Groups | Search | Server Info | Keyboard shortcuts | Login | Register [http] [https] [nntp] [nntps]
Groups > comp.lang.python > #60923
| References | <529934dc$0$29993$c3e8da3$5496439d@news.astraweb.com> <529CEFB1.2030007@stoneleaf.us> <mailman.3477.1386018871.18130.python-list@python.org> <529d66d1$0$11113$c3e8da3@news.astraweb.com> |
|---|---|
| Date | 2013-12-02 23:35 -0800 |
| Subject | Re: Python Unicode handling wins again -- mostly |
| From | joe <joeedh@gmail.com> |
| Newsgroups | comp.lang.python |
| Message-ID | <mailman.3502.1386056138.18130.python-list@python.org> (permalink) |
[Multipart message — attachments visible in raw view] - view raw
How would a grapheme library work?

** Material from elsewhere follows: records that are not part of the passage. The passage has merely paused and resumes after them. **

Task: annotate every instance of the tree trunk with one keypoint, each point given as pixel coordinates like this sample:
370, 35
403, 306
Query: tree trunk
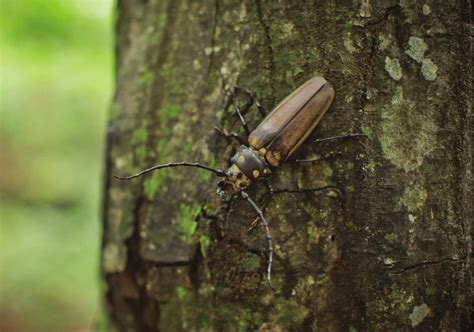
388, 247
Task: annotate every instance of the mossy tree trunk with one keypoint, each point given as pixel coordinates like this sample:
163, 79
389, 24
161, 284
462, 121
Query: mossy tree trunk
387, 248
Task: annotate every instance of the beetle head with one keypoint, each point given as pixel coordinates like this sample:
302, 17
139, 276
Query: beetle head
248, 166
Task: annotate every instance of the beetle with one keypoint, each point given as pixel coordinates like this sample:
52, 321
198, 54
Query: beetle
274, 140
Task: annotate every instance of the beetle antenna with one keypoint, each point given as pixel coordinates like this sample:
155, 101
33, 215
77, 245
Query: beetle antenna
218, 172
267, 233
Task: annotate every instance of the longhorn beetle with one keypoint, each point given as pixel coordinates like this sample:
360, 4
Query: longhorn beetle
275, 139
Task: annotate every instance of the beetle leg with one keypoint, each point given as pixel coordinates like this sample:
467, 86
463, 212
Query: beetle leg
241, 118
234, 135
340, 137
267, 234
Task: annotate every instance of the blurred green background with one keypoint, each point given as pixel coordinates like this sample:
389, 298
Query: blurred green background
56, 60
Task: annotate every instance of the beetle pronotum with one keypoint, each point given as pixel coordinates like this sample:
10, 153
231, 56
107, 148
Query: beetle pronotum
275, 139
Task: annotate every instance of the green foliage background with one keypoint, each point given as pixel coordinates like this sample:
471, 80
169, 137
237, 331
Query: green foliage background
55, 88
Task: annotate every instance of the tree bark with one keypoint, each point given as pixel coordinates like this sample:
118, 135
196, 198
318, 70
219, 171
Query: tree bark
388, 247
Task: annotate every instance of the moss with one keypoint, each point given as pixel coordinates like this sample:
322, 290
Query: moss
414, 198
419, 313
426, 9
313, 233
205, 243
368, 131
139, 139
245, 320
290, 313
165, 115
429, 69
145, 77
391, 237
406, 151
393, 68
187, 224
114, 111
417, 48
181, 293
250, 262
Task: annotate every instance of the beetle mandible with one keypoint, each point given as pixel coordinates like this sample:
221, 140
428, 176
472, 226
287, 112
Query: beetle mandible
274, 140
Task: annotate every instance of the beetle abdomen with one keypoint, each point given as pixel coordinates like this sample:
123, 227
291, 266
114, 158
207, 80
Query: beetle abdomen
290, 123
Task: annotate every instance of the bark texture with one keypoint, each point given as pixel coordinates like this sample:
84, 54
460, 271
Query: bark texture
386, 246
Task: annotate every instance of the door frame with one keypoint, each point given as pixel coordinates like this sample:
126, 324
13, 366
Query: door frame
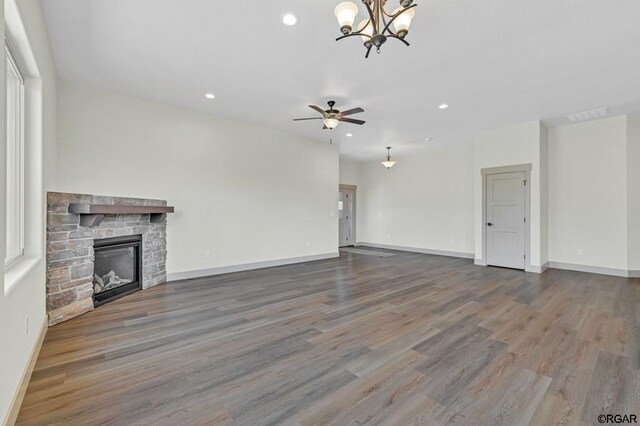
353, 190
526, 168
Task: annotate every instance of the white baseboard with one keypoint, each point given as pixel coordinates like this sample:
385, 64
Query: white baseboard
184, 275
419, 250
593, 269
14, 407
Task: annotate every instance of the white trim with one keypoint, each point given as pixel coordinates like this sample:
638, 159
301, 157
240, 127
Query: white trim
21, 389
419, 250
185, 275
506, 169
594, 269
538, 269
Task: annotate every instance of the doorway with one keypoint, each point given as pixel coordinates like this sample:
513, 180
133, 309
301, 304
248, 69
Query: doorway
506, 219
347, 215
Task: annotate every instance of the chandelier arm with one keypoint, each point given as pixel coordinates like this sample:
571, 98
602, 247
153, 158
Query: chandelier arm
353, 35
393, 18
372, 19
398, 38
368, 51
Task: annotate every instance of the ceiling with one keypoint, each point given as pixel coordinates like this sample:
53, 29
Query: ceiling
495, 62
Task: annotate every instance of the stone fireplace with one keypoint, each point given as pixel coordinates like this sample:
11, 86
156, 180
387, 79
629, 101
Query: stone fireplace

Basic cluster combination, or would
implementing other algorithms (line break, normalizing to a "canonical"
form) be necessary?
How do people use grapheme clusters in non-rendering situations? Or here's
perhaps here's a better question: does anyone know any non-latin (Japanese
and Arabic come to mind) speakers who use python to process text in their
own language? Who could perhaps tell us what most bugs them about python's
current api and which standard libraries need work.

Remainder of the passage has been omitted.